At Sacred Heart, in those days anyway, it seemed we went to Mass almost every morning before class. I calculated that in the six odd years I attended that school I must have gone to church over a thousand times. Not to mention going to Confession. Now, let’s face it, between the Mass time and the class time there wasn’t much time for sin. I went to mandatory confessions so often that I ran out of stuff to confess. About the only sins I could come up with were looking up girl’s dresses after they fainted in church because they forgot to eat breakfast and my selfish, gluttonous, candy habit.

When I was a kid, candy was the currency. Like cigarettes in prison, you could never have enough. On Halloween, one of the greatest kid holidays ever invented, second only to Christmas, we would trick or treat for two nights, filling up pillow cases with chocolate bars, Sweet Tarts, Milk Duds and Dots. Sometimes we would receive an apple or an orange from a well-meaning old lady. We would yank them out of our bags and shout ” Screw this!” and hurl them down the dark street as we ran wild in our sugar crazed madness. My favorite though, were Pixy Stix. Pure, flavored sugar in a festive, striped straw. I never shared them. One summer, I was doing a two week stretch at CYO Camp. That’s Catholic Youth Organization camp for those of you who never went. During those weeks your candy stash was your very lifeline. One of my barrack mates, a very annoying kid with a couple of teeth missing, had run out of money and candy prematurely and was bumming off of everyone else. I decided to fix his wagon but good. I opened up the bottom of one of my Pixy Stix and ate half of the yummy goodness inside. Then I took some sand I got from the shore of Lake Winniwhatever and poured it in the straw, closed it and turned it right side up. “Here” I said as I handed it to him. “Don’t ask me again”. He never did.
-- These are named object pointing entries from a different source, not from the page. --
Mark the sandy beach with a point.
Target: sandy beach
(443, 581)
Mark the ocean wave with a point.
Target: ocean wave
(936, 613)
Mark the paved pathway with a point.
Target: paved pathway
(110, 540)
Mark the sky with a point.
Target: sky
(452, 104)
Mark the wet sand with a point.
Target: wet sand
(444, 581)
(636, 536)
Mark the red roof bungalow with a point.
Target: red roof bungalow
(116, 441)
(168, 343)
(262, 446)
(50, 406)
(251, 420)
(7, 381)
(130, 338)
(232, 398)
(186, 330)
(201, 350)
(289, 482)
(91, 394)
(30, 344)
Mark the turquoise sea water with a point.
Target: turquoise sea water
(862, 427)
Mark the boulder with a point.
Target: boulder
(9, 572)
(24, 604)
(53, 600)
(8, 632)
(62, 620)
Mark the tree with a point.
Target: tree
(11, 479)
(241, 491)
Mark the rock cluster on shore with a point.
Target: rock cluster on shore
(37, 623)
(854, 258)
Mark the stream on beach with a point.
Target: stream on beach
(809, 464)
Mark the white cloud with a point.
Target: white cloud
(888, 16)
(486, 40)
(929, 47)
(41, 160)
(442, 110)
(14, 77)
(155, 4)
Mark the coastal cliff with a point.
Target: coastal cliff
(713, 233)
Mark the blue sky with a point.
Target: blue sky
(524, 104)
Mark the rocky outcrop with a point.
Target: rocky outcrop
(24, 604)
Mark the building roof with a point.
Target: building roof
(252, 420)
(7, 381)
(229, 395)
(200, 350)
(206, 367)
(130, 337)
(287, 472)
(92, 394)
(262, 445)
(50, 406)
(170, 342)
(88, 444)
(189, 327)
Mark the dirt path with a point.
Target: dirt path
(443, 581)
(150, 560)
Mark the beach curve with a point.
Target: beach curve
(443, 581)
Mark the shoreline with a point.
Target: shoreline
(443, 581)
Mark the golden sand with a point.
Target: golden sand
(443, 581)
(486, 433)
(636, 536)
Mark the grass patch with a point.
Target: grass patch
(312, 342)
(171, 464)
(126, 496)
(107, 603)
Believe it or not, Sacred Heart actually had a flag football team. We would play against all the big public schools in the area with names from dead presidents like Adams, McKinley and Lincoln. We got our asses kicked regularly. We were called the Vikings. The Sacred Heart Vikings, go figure. Our helmets were white with a an image of a little red Viking dude on the side. Later on, I read about the real Vikings and some of the kinds of things they did. Maybe if we could have played our games against villagers we might have won more too.

When I was in the Third grade my teacher was named Miss Summers. One Friday afternoon, we had just returned to class from the lunch room. Miss Summers was about to start History when someone opened the door and motioned her to join them in the hall. She was out there for some time as we sat quietly. When she returned she had a strange, almost sad expression. She announced that there would be an early release today and the buses were on their way. All of my classmates were excited. We were getting out early on a Friday. But I just kept looking at my teacher’s face.

When I arrived home the house was quiet. I walked slowly, until I found my mother, alone in the living room. She was just standing there, her back to me, looking out the picture window at the road. When she felt my presence, she turned around. I could see that she had been crying. That day was the first time I had ever seen my mom cry. It was Friday, November 22nd, 1963.

Somebody once said that ninety percent of Life is just showing up. A long parade of unremarkable, pleasant days that all seem to blend into one. I learned that particular day, that the other ten percent are the days you never forget.